La ministre Petitpas souhaite une Loi sur les langues officielles plus mordante

Le commissaire aux langues officielles pourrait imposer des «sanctions administratives pécuniaires» à Air Canada et aux grands aéroports, entre autres, lorsque les droits linguistiques de leurs clients seront violés. 
Photo: Justin Tang La Presse canadienne Le commissaire aux langues officielles pourrait imposer des «sanctions administratives pécuniaires» à Air Canada et aux grands aéroports, entre autres, lorsque les droits linguistiques de leurs clients seront violés. 

Le gouvernement Trudeau propose de donner de nouveaux pouvoirs au commissaire aux langues officielles, y compris celui d’imposer des « sanctions administratives pécuniaires » à Air Canada, à Via Rail, à Marine Atlantique, ainsi qu’aux grands aéroports lorsque les droits linguistiques de leurs clients seront violés.

Ces sociétés d’État déjà assujetties à la Loi sur les langues officielles — qui « exercent leurs activités dans le domaine des transports » et « offrent des services aux voyageurs et communiquent avec eux » — pourront se voir infliger une sanction d’un montant maximal de 25 000 dollars, peut-on lire dans le projet de loi visant à donner « plus de mordant » à la Loi sur les langues officielles dévoilé mardi.

Ginette Petitpas Taylor a présenté le projet de loi C-13 non pas au parlement d’Ottawa, mais à Grand-Pré, en Nouvelle-Écosse, d’où plus de 2000 Acadiens ont été déportés sous la menace des baïonnettes des soldats britanniques en 1755. « C’est un endroit qui nous rappelle la fragilité de nos communautés, les défis auxquels on a fait face et les batailles qu’on a livrées afin de protéger notre langue et notre culture », a-t-elle déclaré.

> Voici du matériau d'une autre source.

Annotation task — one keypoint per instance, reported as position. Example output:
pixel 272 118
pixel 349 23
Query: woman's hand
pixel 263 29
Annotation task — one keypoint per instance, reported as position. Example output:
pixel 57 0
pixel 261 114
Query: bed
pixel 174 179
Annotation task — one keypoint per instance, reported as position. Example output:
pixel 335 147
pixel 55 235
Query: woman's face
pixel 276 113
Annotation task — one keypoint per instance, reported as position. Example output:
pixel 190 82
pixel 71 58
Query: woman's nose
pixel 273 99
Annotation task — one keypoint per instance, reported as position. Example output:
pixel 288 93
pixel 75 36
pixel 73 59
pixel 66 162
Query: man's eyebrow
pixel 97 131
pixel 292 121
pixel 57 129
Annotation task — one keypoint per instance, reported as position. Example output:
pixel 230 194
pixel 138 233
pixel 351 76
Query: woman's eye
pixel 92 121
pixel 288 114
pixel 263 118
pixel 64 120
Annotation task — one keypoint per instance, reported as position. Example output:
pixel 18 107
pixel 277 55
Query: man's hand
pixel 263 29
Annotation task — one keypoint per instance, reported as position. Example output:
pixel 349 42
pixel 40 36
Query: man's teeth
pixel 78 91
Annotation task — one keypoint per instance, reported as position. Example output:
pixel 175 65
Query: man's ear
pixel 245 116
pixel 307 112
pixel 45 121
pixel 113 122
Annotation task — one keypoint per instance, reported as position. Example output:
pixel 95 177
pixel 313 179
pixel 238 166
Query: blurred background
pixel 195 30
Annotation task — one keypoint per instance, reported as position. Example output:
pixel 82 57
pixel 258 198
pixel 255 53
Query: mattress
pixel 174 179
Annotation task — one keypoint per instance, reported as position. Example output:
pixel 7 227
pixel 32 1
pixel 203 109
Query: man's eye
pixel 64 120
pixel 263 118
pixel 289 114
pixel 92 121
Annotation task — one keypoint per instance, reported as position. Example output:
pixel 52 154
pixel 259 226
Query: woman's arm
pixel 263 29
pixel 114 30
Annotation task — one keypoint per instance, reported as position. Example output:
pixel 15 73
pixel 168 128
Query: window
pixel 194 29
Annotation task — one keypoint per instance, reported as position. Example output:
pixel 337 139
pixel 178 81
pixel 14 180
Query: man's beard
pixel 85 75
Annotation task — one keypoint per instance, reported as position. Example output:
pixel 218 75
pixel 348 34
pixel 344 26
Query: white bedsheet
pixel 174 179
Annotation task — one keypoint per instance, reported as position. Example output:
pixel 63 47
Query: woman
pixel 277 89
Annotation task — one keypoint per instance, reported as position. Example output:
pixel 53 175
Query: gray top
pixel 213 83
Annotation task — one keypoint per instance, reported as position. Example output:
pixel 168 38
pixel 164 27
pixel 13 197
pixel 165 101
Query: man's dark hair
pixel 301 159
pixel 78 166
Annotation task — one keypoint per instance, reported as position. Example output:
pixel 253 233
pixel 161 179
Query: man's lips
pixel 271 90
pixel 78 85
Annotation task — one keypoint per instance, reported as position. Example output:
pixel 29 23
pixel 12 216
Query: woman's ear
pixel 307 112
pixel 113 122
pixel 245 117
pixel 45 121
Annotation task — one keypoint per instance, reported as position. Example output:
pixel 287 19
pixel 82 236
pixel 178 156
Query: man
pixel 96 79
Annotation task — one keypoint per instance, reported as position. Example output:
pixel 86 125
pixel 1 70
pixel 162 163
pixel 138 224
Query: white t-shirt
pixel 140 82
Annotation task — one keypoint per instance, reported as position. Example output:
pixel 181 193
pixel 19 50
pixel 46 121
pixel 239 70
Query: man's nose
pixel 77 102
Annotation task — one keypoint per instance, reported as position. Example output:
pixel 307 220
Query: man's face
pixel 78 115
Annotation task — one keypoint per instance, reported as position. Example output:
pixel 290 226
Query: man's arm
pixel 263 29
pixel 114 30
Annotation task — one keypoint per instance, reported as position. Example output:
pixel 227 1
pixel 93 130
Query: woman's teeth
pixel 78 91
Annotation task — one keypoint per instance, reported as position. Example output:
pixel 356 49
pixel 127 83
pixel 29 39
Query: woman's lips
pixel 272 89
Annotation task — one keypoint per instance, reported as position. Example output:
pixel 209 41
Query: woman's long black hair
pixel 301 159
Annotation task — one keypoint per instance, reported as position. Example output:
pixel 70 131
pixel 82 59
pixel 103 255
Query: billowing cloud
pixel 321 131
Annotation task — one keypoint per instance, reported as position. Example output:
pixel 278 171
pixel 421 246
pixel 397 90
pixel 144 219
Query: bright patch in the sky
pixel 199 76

La ministre des Langues officielles dit s’être affairée au fil des 125 jours à faire « des ajouts » au projet de loi C-32, déposé par sa prédécesseure Mélanie Joly en juin dernier pour ensuite mourir au feuilleton deux mois plus tard. « On veut aller encore plus loin », a-t-elle martelé au pied d’une sculpture de bronze représentant Évangéline.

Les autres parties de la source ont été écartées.